Six Russian GRU Agents Indicted in Connection With NotPetya Attack

GRU fbi hackers — Image courtesy U.S. Department of Justice

The U.S. Department of Justice has charged six members of the Russian Main Intelligence Directorate (GRU) in connection with the June 2017 "NotPetya" cyberattack. The notorious malware release led to prolonged shutdowns across the APM Terminals and Maersk Line business IT networks, among many other serious impacts worldwide.

On June 27, 2017, the destructive NotPetya malware attack hit critical infrastructure and government targets in Ukraine. It then spread uncontrolled between corporate computer networks, affecting dozens of unrelated companies worldwide. Among other organizations, it impacted operations at Maersk, APMT, Fedex subsidiary TNT Express, and U.S. pharmaceutical company Merck. The U.S.-based impacts on shoreside business came to nearly $1 billion, and the shutdown cost Maersk Group an estimated $300 million across its global maritime operations.

The Kremlin has previously denied any involvement in the attack, dismissing criticism as a "Russophobic campaign."

“No country has weaponized its cyber capabilities as maliciously or irresponsibly as Russia, wantonly causing unprecedented damage to pursue small tactical advantages and to satisfy fits of spite,” said Assistant Attorney General for National Security John C. Demers. “Today the department has charged these Russian officers with conducting the most disruptive and destructive series of computer attacks ever attributed to a single group, including by unleashing the NotPetya malware. No nation will recapture greatness while behaving in this way.”

The GRU officers who allegedly developed NotPetya were named as Petr Nikolayevich Pliskin, Pavel Valeryevich Frolov, Sergey Vladimirovich Detistov and Yuriy Sergeyevich Andrienko. Two more individuals - Anatoliy Sergeyevich Kovalev and Artem Valeryevich Ochichenko - were charged in connection with unrelated hacking campaigns.
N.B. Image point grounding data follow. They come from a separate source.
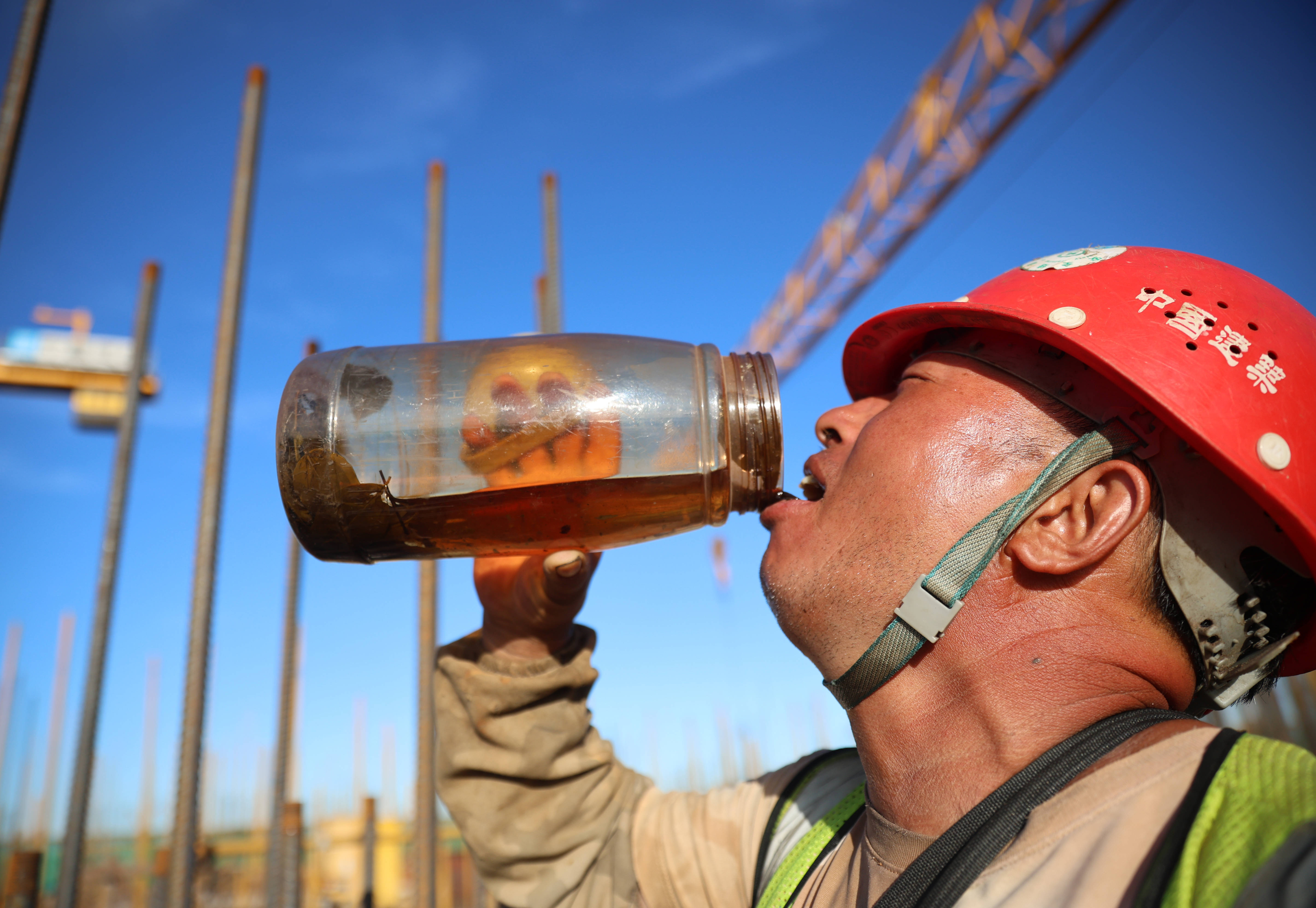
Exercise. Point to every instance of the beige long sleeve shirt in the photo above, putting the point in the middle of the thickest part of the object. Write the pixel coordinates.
(555, 819)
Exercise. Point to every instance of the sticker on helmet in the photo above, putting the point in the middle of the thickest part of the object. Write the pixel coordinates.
(1073, 259)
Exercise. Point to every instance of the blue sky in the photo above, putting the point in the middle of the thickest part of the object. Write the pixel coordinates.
(699, 147)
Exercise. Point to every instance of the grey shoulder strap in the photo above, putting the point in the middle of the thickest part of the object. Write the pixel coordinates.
(819, 787)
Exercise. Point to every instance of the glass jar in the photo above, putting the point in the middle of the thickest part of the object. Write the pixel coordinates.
(523, 445)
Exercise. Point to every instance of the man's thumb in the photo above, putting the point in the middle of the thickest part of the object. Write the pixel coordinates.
(567, 574)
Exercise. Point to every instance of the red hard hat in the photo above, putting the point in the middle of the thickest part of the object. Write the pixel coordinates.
(1216, 354)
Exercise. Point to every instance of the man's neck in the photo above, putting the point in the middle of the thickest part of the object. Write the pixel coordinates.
(944, 735)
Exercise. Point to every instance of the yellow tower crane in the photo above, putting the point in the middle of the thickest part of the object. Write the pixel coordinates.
(1003, 59)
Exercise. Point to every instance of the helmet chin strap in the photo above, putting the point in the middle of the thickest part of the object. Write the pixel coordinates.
(937, 597)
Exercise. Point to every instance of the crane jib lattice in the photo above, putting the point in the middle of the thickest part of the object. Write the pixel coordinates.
(1002, 60)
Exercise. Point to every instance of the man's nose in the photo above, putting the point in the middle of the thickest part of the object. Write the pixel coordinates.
(840, 426)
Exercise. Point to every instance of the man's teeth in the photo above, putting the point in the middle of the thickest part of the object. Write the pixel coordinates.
(813, 489)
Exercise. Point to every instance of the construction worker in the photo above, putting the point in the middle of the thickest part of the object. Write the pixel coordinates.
(1064, 516)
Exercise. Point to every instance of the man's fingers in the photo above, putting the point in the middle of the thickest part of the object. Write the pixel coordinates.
(514, 404)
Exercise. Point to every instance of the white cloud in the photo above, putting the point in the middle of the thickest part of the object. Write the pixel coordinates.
(718, 65)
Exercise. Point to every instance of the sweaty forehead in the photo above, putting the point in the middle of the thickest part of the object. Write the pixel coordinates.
(1053, 381)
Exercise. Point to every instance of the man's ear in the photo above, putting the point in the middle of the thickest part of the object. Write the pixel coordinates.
(1085, 522)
In addition to their activities related to NotPetya, the six officers were allegedly involved in hacking other foreign targets. These attacks included destructive malware attacks targeting Ukrainian utility companies and government agencies in 2015-16; spearphishing and hack-and-leak operations targeting French politicians and government entities in the run-up to the 2017 French elections; spearphishing and malicious app attacks against officials and participants in the PyeongChang 2018 Winter Olympics; and a spearphishing campaign aimed at the investigation into Russian use of nerve agents on British soil in 2018.

If arrested in the United States or extradited, each would face seven charges - conspiracy to conduct computer fraud and abuse, conspiracy to commit wire fraud, wire fraud, damaging protected computers and aggravated identity theft. The maximum penalty for wire fraud is 20 years in jail.

The same GRU division - Unit 74455 ("Sandworm" or "Fancy Bear") - allegedly contributed to the successful phishing attack on the Democratic National Committee and other electoral interference campaigns during the 2016 U.S. presidential election, according to cybersecurity consultancy CrowdStrike. In 2018, Special Counsel Robert Mueller indicted 12 officers from Units 74455 and 26165 in connection with that campaign, including Anatoliy Sergeyevich Kovalev. Though the new charges released Monday include allegations of interference in elections overseas, they do not reference this earlier activity.